The databases of each agency were linked on the basis of common information on each of the individuals in each of the databases. Determining what data were necessary and reliable provided a challenge. This required extensive review of the existing data and cooperation on the part of the human service agencies to allow access to their administrative data.
Deterministic vs. Probabilistic Matching
The greatest technical challenge involved in creating an integrated database is accurately linking the records of individual clients across agencies. This process is complicated by the fact no single variable can be relied upon to establish the identity of a child from the records of various agencies. Though each child receiving a service is typically given an identification number (ID) unique to a particular program, each agency and department uses its own system of identification numbers. Indeed, a single agency may issue a single client more than one ID, since IDs may be assigned each time a case is opened or a child or family receives services.
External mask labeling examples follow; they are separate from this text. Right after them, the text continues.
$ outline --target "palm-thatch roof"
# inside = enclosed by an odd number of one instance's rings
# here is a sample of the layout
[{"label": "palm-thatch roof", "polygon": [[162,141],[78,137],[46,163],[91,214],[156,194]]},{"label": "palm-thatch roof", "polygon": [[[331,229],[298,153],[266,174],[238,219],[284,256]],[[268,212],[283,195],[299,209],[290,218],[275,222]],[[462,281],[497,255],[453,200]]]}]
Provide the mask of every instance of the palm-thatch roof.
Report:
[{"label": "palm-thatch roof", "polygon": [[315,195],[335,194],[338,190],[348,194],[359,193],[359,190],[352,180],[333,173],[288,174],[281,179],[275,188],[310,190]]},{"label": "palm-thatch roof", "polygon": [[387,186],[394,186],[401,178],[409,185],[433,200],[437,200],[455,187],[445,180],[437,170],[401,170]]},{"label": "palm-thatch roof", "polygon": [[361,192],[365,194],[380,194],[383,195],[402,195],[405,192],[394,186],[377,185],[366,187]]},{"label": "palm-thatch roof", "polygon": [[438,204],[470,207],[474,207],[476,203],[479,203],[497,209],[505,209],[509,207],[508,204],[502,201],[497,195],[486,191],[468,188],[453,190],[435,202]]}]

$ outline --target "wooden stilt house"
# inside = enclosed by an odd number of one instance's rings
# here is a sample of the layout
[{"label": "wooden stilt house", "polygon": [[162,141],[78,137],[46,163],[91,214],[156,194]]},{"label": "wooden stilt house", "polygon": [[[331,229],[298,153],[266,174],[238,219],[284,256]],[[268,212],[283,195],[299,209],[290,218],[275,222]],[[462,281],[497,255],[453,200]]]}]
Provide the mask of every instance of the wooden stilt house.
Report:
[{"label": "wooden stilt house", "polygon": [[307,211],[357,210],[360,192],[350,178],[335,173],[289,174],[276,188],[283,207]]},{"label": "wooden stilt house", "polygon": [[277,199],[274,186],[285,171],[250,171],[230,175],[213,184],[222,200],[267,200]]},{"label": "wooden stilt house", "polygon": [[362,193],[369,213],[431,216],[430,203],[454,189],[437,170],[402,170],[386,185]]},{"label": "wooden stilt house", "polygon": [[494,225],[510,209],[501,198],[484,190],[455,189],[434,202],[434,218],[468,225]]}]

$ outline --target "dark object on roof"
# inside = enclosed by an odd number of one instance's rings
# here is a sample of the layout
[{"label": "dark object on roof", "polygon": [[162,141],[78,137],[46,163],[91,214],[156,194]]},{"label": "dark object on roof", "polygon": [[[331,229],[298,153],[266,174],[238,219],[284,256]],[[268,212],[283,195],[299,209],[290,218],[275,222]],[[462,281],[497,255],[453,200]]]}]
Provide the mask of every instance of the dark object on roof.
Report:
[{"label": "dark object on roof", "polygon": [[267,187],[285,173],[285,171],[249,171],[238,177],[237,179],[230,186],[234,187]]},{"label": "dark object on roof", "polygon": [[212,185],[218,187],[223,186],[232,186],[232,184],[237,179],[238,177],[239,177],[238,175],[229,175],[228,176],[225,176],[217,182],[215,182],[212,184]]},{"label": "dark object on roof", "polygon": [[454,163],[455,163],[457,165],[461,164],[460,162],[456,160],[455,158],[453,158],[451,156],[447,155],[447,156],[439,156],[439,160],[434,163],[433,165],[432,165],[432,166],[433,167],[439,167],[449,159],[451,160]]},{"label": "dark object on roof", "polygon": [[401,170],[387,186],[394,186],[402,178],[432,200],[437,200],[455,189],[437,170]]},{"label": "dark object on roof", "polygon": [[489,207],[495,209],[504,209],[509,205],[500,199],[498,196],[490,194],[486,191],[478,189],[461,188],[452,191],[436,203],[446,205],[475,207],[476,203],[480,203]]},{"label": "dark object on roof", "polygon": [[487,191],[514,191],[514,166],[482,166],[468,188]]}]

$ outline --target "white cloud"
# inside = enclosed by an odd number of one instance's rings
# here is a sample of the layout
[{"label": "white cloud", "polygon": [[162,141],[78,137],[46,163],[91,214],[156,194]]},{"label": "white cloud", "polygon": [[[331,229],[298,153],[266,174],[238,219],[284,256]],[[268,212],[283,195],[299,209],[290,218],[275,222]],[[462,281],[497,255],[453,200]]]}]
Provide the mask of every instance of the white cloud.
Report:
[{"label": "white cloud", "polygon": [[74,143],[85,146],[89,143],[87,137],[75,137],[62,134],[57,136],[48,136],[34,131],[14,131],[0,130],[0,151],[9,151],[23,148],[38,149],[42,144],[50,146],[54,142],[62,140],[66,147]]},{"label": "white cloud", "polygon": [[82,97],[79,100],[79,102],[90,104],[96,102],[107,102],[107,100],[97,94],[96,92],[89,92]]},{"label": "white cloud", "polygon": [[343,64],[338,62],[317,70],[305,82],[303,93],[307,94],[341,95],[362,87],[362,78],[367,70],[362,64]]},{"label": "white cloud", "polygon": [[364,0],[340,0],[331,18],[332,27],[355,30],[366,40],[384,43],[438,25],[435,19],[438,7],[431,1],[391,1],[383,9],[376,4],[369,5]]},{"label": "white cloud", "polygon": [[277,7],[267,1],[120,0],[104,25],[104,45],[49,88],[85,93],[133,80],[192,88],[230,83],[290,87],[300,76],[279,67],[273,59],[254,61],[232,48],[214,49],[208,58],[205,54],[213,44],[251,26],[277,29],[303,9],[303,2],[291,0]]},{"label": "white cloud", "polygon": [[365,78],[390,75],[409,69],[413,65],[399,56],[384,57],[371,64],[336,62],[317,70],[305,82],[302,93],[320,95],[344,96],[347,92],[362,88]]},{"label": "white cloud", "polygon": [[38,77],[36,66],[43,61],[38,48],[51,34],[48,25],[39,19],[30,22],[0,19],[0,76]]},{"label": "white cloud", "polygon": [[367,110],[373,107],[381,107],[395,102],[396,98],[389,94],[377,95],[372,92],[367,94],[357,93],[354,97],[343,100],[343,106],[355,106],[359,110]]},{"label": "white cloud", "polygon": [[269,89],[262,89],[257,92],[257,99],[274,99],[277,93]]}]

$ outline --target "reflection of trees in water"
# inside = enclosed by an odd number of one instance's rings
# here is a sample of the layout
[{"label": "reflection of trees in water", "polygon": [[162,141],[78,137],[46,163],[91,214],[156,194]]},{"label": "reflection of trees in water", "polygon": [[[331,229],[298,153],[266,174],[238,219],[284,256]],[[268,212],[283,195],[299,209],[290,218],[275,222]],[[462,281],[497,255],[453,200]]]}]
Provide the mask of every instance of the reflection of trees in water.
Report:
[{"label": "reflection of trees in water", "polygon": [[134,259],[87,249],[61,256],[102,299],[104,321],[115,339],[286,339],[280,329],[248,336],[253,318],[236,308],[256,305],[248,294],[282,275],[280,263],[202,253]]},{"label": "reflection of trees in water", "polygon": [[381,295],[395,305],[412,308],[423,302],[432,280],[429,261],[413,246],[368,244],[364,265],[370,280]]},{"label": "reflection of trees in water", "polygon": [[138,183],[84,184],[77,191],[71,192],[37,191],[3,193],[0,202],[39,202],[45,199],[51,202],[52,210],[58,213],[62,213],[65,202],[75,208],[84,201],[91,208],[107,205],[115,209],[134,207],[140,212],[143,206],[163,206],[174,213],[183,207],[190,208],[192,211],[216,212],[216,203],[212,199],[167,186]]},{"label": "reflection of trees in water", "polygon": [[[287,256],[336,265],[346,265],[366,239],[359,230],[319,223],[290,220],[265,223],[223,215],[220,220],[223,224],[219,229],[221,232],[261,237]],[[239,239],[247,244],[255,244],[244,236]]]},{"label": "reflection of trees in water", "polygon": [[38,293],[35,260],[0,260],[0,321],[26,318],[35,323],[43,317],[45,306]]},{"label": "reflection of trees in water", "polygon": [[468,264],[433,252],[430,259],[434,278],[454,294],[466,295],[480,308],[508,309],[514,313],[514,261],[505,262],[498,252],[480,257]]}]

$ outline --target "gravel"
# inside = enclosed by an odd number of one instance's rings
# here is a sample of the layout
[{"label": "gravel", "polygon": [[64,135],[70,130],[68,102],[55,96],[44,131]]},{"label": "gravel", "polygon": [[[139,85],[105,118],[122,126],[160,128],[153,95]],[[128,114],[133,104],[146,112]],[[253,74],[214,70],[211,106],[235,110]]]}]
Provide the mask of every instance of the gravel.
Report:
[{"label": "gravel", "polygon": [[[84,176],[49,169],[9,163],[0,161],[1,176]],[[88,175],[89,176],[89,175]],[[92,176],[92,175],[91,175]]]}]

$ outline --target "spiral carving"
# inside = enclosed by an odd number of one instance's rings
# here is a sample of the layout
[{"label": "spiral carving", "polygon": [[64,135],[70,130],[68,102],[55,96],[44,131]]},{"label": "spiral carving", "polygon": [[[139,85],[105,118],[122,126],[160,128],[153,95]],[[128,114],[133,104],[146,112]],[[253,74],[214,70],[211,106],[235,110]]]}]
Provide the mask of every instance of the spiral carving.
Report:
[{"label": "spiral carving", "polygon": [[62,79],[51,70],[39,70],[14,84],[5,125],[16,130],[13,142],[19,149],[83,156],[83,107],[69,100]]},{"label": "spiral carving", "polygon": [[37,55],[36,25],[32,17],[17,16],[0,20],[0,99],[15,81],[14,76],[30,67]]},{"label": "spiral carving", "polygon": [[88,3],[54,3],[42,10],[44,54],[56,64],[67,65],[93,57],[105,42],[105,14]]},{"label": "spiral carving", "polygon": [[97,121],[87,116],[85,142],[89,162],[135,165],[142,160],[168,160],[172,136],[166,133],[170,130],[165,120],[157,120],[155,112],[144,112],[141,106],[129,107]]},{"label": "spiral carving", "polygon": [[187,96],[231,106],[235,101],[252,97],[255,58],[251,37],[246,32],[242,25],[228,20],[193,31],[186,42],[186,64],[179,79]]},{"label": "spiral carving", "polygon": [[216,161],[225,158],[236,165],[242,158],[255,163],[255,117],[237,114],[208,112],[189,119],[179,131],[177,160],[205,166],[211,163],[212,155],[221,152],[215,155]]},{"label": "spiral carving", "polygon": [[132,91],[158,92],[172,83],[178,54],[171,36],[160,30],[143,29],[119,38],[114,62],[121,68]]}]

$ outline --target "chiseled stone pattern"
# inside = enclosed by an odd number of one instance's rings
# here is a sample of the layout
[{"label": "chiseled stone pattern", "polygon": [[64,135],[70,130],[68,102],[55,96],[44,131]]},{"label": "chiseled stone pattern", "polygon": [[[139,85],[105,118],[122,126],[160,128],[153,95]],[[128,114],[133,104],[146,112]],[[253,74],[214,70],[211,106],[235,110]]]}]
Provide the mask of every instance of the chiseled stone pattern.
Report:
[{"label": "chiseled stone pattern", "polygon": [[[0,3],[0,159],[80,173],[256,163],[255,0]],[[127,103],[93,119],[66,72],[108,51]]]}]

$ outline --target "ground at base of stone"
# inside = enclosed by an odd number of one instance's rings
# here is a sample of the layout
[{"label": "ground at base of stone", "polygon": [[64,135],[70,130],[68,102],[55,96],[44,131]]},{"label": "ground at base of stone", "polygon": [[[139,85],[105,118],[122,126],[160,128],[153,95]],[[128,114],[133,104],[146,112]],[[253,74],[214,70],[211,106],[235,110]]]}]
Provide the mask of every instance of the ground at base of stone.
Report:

Other variables that might be used to establish an "all-or-nothing" match are equally problematic: even names and birthdates that "match perfectly" may refer to two different individuals, as a result of incorrectly entered data or other human error.
The most reliable means of matching records proves to be a process called probabilistic record- matching, first developed by researchers in the fields of demography and epidemiology (Newcombe, 1988; Winkler, 1988; Jaro, 1985, 1989; Baldwin, Acheson, & Graham, 1987). Probabilistic record-matching is based on the assumption that no single match between variables common to the source databases will identify a child with complete reliability. Instead, probabilistic record- matching calculates the probability that two records belong to the same child using multiple pieces of identifying information. Such identifying data may include name, birth date, gender, race/ethnicity, and county of residence. When multiple pieces of identifying information from two databases are comparable, the probability of a correct match is increased. A few commercial software programs perform record-matching and can be customized to perform matches between two databases. The software program called Automatch was used for this analysis.